Storage & retrieval (how teams use it)
- Fast search via index for day-to-day ops (“Show all denies for
tool:stripe:payment.refundlast 24h”). - Immutable store (append-only/WORM) for retention & e-discovery.
- Anchor journal holds periodic chain heads for third-party verifiability.
Actions & workflows powered by receipts
- Spend & plan traceability: From a bill or ledger entry, jump to the exact receipts showing when, under which plan step, and remaining budget at that moment.
- Change management: Prove that calls were made against approved tool schemas (attestation id matches registry) during a rollout.
- Security incident triage: Filter by high BDNA score or deny reasons to find suspect bursts quickly.
- Delegation reviews: Show a timeline of everything an agent did on behalf of a user—without revealing sensitive content.
Privacy & data-minimization by design
- No prompts/PII are stored—only hashes, ids, and small scalars.
- Tenant scoping on every receipt for clean separation.
- Key management via enterprise KMS/HSM; rotation supported.
- Retention policies: index hot, WORM cold, and export controls.

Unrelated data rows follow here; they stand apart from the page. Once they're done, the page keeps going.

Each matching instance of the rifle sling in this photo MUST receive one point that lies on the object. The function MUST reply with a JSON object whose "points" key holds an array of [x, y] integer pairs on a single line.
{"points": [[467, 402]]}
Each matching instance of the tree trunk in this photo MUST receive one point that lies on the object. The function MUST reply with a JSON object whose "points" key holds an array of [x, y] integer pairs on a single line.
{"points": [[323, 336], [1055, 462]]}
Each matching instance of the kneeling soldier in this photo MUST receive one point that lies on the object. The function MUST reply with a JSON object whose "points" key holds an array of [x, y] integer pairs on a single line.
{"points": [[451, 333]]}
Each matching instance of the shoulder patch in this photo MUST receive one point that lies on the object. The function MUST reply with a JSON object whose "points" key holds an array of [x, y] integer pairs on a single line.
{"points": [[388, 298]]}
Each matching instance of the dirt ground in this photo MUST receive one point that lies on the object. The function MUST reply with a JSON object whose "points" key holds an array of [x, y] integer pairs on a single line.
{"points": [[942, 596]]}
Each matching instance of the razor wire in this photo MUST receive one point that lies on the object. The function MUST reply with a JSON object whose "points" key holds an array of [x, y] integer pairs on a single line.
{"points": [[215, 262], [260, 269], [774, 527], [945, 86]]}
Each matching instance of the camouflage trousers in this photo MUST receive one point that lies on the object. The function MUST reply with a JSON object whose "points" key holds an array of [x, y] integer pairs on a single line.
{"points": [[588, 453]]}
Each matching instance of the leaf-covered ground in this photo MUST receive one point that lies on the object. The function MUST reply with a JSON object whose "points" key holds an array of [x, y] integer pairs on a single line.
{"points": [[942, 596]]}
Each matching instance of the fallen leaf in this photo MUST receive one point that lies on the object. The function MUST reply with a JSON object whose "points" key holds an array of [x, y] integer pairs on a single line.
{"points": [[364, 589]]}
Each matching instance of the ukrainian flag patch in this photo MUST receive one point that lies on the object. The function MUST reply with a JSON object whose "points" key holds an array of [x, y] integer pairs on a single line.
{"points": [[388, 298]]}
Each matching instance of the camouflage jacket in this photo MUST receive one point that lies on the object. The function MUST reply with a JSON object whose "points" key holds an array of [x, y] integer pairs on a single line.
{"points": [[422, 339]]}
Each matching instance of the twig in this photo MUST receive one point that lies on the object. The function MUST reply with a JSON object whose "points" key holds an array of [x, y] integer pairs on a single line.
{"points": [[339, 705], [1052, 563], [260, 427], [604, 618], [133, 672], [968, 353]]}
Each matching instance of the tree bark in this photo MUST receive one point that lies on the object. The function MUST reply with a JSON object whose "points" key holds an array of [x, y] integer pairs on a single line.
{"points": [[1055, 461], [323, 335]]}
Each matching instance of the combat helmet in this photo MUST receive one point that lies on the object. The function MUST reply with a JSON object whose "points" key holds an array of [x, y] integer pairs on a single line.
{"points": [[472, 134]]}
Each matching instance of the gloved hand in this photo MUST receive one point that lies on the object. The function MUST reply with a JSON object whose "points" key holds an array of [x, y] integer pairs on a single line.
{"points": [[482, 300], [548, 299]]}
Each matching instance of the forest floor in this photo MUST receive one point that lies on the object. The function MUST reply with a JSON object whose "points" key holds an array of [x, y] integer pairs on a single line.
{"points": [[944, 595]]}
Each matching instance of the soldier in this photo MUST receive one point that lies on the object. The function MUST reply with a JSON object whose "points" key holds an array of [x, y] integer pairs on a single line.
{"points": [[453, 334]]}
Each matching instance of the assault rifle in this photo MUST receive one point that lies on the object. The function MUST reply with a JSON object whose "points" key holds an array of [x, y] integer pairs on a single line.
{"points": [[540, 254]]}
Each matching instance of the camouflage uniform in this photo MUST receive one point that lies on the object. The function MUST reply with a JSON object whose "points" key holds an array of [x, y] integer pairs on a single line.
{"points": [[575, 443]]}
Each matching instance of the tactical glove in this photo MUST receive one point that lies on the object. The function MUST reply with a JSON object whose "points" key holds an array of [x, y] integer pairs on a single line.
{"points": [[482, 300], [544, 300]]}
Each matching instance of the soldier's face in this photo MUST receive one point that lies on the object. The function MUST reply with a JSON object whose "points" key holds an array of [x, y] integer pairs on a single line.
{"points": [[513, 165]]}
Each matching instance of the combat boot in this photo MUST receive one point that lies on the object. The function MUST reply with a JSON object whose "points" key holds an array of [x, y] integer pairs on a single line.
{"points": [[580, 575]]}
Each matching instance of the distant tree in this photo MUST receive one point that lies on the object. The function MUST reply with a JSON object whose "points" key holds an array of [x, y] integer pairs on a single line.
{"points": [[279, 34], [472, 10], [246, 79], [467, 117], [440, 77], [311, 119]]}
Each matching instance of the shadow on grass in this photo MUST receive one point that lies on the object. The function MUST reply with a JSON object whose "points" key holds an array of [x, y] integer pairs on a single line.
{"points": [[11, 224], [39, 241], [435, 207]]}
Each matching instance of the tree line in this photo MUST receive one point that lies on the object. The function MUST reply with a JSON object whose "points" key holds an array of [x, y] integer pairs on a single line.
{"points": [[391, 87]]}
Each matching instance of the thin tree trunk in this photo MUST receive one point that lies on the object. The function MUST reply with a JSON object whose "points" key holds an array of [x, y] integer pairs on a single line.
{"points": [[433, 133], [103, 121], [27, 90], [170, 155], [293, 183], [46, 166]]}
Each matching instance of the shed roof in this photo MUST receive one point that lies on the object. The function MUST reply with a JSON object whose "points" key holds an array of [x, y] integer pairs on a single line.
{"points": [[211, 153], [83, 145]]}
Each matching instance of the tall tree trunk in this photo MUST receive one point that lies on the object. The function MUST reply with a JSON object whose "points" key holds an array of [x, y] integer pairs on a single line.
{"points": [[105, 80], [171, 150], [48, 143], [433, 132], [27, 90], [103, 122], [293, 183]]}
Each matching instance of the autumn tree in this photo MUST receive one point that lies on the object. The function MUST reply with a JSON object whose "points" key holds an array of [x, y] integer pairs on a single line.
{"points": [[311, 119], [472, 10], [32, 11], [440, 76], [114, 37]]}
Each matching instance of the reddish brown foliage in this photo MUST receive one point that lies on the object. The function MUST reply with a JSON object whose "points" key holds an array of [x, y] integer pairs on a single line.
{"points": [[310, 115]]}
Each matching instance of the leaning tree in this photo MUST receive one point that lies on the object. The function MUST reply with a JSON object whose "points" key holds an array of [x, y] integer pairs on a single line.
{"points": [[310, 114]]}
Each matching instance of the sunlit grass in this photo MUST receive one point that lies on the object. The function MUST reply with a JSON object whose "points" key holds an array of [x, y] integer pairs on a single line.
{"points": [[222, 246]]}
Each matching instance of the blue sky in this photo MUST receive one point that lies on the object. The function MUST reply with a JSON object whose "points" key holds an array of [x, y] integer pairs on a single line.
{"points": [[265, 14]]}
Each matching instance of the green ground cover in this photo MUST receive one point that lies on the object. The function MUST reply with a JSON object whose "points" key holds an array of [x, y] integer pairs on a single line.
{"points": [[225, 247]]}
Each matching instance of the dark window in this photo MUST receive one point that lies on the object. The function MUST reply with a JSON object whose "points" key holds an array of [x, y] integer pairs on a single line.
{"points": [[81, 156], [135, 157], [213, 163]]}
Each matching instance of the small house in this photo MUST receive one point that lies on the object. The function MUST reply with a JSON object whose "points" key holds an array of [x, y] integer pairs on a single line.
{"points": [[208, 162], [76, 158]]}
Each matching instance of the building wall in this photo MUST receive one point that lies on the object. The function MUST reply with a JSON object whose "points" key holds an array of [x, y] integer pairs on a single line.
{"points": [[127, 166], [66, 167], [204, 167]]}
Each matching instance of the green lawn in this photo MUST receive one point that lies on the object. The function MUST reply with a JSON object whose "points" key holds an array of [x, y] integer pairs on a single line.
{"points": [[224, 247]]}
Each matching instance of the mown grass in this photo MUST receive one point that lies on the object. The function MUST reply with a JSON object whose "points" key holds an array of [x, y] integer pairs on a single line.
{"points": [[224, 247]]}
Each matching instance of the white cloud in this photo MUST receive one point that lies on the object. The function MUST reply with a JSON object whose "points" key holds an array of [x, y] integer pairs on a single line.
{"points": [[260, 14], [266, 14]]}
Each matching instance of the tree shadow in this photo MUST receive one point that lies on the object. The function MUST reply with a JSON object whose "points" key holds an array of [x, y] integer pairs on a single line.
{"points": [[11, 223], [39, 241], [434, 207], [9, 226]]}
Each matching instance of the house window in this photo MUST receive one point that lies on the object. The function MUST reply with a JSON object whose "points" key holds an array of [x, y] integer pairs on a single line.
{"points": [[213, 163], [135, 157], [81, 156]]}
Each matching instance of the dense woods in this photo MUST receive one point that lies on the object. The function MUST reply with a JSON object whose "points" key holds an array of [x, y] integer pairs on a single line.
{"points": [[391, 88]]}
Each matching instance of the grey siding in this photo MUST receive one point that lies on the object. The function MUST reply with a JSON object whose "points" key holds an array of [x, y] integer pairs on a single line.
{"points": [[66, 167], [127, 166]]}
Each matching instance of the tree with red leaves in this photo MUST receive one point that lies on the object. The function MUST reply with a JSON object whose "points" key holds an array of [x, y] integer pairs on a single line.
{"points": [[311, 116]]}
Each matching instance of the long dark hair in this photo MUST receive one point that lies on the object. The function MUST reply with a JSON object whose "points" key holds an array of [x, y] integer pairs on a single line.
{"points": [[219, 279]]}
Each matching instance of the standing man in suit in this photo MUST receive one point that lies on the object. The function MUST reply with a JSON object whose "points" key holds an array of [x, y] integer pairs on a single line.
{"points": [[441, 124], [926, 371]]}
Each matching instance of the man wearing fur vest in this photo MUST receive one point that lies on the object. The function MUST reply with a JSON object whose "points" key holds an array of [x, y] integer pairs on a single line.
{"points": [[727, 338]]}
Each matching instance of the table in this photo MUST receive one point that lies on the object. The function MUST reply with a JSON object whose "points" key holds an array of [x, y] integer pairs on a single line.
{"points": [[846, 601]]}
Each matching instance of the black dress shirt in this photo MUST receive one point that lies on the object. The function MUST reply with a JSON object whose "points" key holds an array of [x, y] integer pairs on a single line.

How others attempt this & the gap we close
- Plain logs in app/tool silos: Hard to correlate, easy to scrub, no proof of integrity.
- SIEM aggregation: Better visibility, but still no chain of custody and no cryptographic guarantees.
- API gateway logs: Useful, but lack agent-aware context (capability proofs, plan ids, context roots, BDNA).
Receipt Chains unify runtime security signals with standards-based authorization outcomes into a single, verifiable artifact—per action.
PM-level “How it works” checklist (v1 scope)
- Always-on receipts for both allow and deny.
- Hash-chain per agent (and optionally per call) with prev_hash.
- Canonical fields only (no raw params; use fingerprints).
- KMS-signed receipts; key rotation without chain break.
- Periodic anchoring to an independent time-source.
- Search UI: by agent, tool, decision, attestation, BDNA, plan step.
- Export: verifiable bundle (receipts + anchor proofs).
- Operational safety: async write; local buffering on back-pressure; decision path never blocked by the audit pipeline.
KPIs to track
- Coverage: % of agent actions with a valid receipt.
- Verification rate: % of receipts that validate against chain + anchor.
- Time-to-explain: Median time to answer “why allowed/denied?”.
- Anchor freshness: Max age of latest anchored chain head.
- Cross-system reconciliation: % of finance/security tickets resolved using receipts alone.
Example user stories
- CISO: “Prove that no calls used unapproved schema versions during last week’s rollout.”
- CFO/FinOps: “Show every refund over $X with the plan step and remaining budget at decision time.”
- Compliance: “Export verifiable evidence for this audit period—no raw data, just receipts and anchors.”
- SRE/SecOps: “Alert when deny receipts spike for
tool:*.admin.*with high BDNA scores.”
Bottom line
Receipt Chains convert ephemeral agent activity into a cryptographically provable ledger of decisions. They’re lightweight, privacy-preserving, and standards-aligned with AuthZEN and our PDP model—giving Security, Finance, and Compliance a single source of truth that’s easy to query and hard to dispute.